JENS MALMGREN I create, that is my hobby.

Porting my blog for the second time, setting up Apache2

This is post #18 of my series about how I port this blog from Blogengine.NET 2.5 ASPX on a Windows Server 2003 to a Linux Ubuntu server, Apache2, MySQL and PHP. A so called LAMP. The introduction to this project can be found in this blog post /post/Porting-my-blog-for-the-second-time-Project-can-start.

Working with MySQL was new to me and it was a really nice experience. Except the Schrödingers Table failure obviously (See post /post/Porting-my-blog-for-the-second-time-images-part-5). So far in this project we did "really simple things" such as parsing XML files and setting up databases. Actually not that simple but afterwards it was not that bad don't you think? And now? Now we are going to configure Apache2 and that is absolutely much more... New to me.

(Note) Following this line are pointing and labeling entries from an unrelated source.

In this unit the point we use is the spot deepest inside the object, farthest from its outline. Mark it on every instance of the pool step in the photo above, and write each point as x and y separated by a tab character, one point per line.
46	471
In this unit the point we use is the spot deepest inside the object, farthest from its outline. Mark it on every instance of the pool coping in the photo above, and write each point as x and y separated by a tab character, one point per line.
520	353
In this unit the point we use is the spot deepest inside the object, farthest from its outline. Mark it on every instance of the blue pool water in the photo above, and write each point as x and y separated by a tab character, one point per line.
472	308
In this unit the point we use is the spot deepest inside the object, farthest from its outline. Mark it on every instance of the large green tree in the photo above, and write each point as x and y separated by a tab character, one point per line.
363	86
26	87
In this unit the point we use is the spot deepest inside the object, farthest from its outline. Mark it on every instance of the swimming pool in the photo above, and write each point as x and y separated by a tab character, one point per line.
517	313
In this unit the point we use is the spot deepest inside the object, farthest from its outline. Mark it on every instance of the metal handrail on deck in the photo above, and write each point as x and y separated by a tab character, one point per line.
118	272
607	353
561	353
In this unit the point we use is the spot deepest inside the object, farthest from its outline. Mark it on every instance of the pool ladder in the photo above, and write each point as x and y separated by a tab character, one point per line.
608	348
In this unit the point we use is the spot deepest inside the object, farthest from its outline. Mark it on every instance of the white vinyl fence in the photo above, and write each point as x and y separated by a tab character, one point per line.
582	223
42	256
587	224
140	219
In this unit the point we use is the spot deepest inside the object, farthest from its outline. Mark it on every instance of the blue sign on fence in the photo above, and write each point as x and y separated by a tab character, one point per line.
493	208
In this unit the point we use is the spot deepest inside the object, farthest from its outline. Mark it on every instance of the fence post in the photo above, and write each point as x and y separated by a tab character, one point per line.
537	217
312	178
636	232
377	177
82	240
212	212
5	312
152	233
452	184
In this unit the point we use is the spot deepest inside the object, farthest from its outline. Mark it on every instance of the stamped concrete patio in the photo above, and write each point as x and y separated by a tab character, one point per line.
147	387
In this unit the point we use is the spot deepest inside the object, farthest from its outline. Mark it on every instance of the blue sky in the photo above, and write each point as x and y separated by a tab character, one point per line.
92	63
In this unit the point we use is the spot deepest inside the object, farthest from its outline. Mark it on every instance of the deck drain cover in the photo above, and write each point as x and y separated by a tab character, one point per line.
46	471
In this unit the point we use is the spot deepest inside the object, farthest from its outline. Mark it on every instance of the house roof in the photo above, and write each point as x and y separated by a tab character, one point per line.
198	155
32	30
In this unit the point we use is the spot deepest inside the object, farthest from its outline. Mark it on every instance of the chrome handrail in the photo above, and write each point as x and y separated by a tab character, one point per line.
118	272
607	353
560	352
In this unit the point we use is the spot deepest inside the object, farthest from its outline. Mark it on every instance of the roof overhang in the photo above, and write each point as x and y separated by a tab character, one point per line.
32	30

These are the steps I will follow for how to set up the web server and create my own blog engine:

  1. Setup local domain for test purposes, local domain controller
  2. Create the website in Apache2
  3. Create a PHP test page
  4. Setup the URL structure of the website
  5. Start develop the PHP page for fetching the data from the database and present the blog

Anything can change but this is the plan right now. Let's go!

Step 1.

To test the website I need to be able to send requests to the web server as if the web site was available in Internet but right now it is not so how do I solve that? I will create a domain name available locally on my own network. Later on when the blog is operational then I will connect it to Internet via a firewall and then I will change it to work on my real domain names.

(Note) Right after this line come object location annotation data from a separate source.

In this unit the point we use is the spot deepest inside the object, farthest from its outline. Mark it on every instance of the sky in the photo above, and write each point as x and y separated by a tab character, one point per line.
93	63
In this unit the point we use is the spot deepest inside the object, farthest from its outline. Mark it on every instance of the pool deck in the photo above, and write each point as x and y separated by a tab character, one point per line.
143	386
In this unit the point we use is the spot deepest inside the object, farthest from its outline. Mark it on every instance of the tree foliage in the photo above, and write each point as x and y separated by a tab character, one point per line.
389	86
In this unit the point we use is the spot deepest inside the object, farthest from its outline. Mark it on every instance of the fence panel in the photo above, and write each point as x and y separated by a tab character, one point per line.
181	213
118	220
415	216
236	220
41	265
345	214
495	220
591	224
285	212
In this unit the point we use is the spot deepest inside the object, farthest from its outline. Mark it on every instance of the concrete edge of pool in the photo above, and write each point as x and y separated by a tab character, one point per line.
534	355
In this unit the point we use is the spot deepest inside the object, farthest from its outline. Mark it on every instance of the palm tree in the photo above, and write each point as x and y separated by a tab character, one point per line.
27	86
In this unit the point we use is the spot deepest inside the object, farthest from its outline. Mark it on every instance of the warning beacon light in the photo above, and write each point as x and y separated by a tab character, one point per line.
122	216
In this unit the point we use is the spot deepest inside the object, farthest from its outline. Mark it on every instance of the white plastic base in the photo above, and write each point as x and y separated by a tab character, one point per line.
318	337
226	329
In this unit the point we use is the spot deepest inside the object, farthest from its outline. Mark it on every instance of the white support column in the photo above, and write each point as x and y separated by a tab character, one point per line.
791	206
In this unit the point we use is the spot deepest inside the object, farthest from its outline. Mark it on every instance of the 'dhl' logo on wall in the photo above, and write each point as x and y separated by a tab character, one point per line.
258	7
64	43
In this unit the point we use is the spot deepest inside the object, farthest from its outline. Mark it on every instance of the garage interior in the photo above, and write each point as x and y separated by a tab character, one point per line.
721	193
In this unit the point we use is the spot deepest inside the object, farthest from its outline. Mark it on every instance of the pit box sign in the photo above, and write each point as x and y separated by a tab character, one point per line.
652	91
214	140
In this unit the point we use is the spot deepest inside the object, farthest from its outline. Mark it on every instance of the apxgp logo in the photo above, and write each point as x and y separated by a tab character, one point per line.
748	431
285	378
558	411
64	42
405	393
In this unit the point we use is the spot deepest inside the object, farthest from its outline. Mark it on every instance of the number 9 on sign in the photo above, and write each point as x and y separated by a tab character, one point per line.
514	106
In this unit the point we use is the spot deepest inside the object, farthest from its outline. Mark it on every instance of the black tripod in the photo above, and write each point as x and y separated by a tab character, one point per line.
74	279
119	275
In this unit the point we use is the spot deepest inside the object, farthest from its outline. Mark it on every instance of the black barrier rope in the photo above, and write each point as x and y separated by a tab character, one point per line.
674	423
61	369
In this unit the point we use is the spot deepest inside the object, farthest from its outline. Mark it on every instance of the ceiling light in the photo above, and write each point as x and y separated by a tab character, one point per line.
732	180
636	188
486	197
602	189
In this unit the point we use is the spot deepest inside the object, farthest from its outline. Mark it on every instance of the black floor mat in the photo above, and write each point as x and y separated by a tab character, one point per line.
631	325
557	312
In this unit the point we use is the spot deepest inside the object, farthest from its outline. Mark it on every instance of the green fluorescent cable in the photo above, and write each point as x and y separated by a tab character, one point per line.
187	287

When the request arrives to the web server via a domain name then the web server can host several websites and decide what site to serve based on that domain was. My local domain controller right now is my Windows Server 2003.

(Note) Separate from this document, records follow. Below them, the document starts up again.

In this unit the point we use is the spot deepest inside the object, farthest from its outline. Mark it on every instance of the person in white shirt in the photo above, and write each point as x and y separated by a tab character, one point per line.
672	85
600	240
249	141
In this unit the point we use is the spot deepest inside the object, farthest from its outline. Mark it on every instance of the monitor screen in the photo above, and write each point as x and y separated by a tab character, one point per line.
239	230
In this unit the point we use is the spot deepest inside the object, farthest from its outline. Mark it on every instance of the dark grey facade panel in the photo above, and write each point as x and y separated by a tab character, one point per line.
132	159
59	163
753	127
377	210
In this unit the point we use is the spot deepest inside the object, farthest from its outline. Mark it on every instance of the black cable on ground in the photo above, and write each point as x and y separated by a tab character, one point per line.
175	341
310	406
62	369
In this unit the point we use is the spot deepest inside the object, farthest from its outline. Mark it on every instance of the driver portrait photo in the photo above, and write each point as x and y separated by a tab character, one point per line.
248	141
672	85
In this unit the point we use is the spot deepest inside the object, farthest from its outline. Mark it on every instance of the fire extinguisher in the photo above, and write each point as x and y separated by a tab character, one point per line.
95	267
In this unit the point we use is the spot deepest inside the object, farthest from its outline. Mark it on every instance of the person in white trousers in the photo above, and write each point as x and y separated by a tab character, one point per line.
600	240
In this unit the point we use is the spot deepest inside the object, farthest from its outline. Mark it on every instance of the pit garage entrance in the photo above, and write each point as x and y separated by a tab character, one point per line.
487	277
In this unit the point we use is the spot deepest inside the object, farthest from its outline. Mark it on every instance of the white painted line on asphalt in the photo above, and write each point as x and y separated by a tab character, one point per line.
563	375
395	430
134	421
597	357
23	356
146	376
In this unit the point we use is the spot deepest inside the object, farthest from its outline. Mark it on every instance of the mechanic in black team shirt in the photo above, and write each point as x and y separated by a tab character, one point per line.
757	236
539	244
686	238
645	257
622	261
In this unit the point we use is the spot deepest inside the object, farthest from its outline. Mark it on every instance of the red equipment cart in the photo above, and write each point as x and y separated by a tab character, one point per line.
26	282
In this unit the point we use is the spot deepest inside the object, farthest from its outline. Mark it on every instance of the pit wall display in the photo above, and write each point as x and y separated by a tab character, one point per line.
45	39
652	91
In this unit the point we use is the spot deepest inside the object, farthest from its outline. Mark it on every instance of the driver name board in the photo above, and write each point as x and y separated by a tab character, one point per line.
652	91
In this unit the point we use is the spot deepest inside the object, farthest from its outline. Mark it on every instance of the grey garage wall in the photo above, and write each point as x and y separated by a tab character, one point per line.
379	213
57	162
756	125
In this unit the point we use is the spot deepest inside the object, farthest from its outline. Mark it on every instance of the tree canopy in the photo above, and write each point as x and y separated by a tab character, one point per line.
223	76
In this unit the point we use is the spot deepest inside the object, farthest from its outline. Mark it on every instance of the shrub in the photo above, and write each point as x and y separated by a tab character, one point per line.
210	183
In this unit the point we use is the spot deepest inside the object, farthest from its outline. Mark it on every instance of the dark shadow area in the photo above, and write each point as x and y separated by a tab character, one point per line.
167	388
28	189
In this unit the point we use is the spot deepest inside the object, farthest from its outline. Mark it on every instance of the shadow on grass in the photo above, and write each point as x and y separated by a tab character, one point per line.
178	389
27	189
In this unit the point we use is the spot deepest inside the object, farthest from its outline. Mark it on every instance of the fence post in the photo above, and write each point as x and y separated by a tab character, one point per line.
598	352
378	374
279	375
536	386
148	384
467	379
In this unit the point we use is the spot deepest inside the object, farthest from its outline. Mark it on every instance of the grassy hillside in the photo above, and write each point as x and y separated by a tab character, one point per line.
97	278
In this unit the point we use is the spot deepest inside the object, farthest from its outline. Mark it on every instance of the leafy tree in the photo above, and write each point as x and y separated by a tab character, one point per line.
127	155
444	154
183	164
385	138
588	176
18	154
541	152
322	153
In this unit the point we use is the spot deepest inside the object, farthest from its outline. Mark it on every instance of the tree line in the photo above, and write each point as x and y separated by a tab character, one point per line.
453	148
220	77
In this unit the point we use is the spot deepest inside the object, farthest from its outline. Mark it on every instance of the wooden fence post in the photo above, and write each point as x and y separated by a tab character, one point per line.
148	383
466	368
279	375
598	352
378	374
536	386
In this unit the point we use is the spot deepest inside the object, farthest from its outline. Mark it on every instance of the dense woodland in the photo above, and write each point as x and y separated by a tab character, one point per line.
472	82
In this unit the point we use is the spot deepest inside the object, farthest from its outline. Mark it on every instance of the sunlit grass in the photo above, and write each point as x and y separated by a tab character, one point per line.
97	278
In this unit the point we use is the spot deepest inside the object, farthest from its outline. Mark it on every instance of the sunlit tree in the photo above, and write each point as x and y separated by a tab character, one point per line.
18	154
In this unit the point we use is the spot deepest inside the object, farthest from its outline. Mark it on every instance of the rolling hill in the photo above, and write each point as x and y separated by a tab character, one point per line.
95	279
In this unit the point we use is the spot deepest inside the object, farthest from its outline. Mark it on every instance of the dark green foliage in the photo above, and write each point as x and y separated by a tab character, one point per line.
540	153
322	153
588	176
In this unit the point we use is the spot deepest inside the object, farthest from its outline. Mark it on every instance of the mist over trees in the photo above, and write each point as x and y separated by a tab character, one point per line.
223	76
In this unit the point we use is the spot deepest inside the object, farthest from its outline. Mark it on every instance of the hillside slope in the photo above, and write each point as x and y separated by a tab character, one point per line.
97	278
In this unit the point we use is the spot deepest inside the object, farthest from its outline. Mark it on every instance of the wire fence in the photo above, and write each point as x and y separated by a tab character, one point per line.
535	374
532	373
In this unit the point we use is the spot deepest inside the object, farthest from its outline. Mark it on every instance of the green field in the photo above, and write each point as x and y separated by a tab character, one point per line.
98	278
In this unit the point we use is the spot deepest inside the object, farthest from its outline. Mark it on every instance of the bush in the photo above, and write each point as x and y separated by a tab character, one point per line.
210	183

So I added a zone and in that zone I added an A record with the IP of the Ubuntu server in the same network. Now when I enter this address in a browser from within the network then I will arrive at the Apache2 of my Ubuntu server and not to forget, together with the request comes that domain name that Apache2 can recognize and send the request to the correct site. But right now that is just theory because first I need to set up the site in Apache.

Step 2.

Here is information about how to set up websites on Apache2: https://www.digitalocean.com/community/tutorials/how-to-set-up-apache-virtual-hosts-on-ubuntu-14-04-lts

Step 3.

I created a test page. I called my test page index.php and it was really simple:

≺html≻
≺body≻
Test of Jens Malmgren Blog
≺/body≻
≺/html≻

Here we already got a beginning, that is great! What can go wrong? Well... I tried to enter jensblog.nl in my browser and it came up with all sorts of things but not my test page. There are several layers of failures possible. So I tried to ping this and ping resolved with the IP of my Ubuntu server!? After some experiments I figured out it was the browser trying to be clever. In the old days you had one field address field where you entered an URL. These days you have a field trying to be clever. So when you enter www followed by a dot it will resolve it for you. If you don't start with www then you are searching for something. Right? No! So to circumvent this I had to enter http and there it was. My test page was alive and kicking!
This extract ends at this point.